Personal information
- Born: September 2, 1965 (age 61) Aurora, North Carolina, U.S.
- Listed height: 6 ft 6 in (1.98 m)
- Listed weight: 212 lb (96 kg)

Career information
- High school: Aurora (Aurora, North Carolina)
- College: Minnesota (1986–1990)
- NBA draft: 1990: undrafted
- Position: Small forward
- Number: 33

Career history
- 1990–1991: Minnesota Timberwolves
- Stats at NBA.com
- Stats at Basketball Reference

= Richard Coffey =

American basketball player (born 1965)

Richard Lee Coffey (born September 2, 1965) is an American former professional basketball player who had a brief stint with the National Basketball Association's Minnesota Timberwolves.

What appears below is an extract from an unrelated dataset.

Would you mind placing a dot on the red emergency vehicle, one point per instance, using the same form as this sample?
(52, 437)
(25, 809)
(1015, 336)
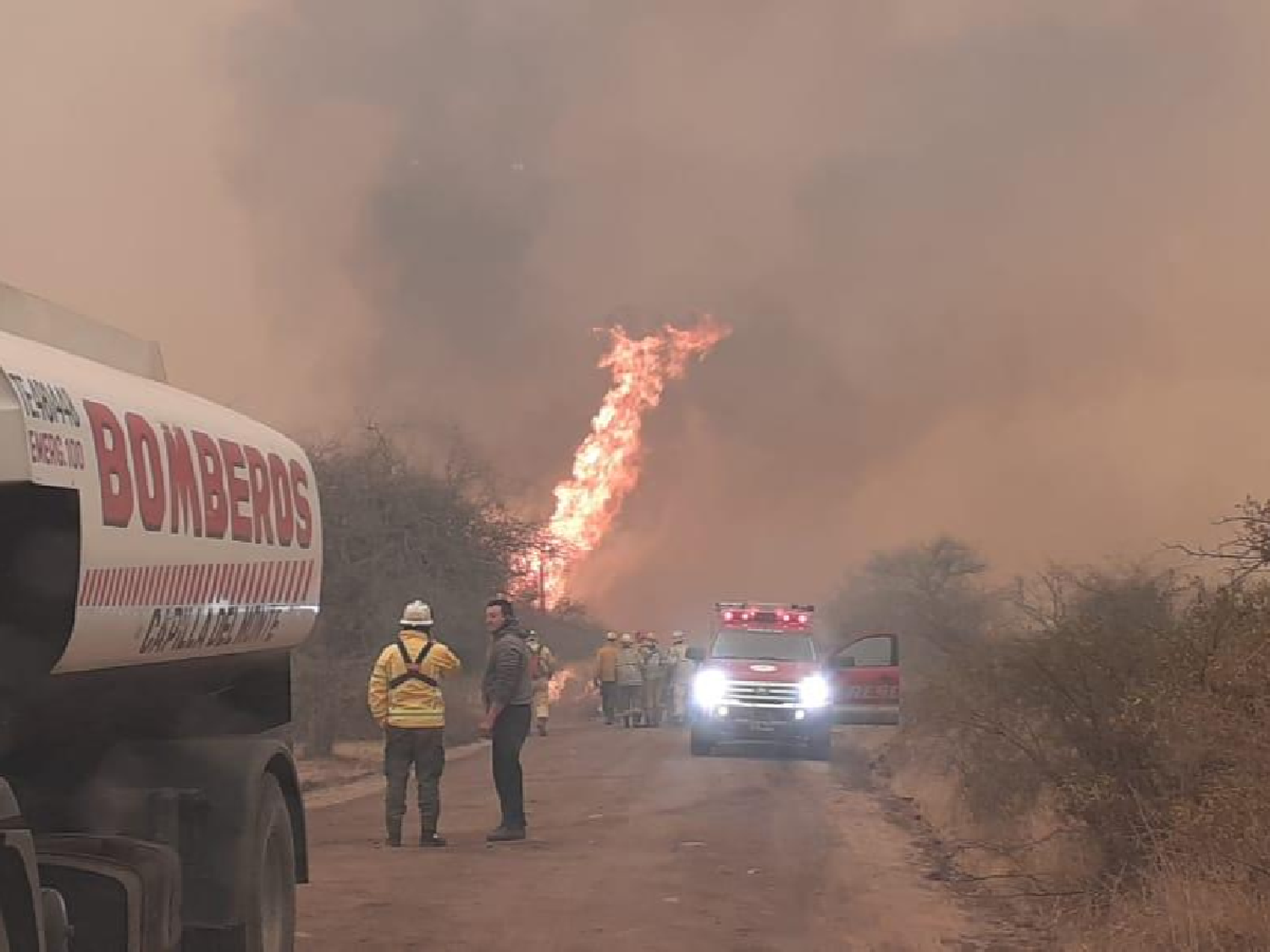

Prior to his college basketball career he was a member of the US Army's 82nd Airborne Division Paratrooper.

Coffey, a 6'6" and 212 lb forward born in Aurora, North Carolina and who played collegiately for the University of Minnesota Golden Gophers, averaged 1.3 points and 1.5 rebounds in 52 games for the Timberwolves during the 1990–91 NBA season. After leaving the NBA, he played in the Continental Basketball Association, in Turkey and Spain. He played for the Isuzu Motors Lynx of Japan in 1993.

He is the father of Amir Coffey, Nia Coffey, and Sydney Coffey.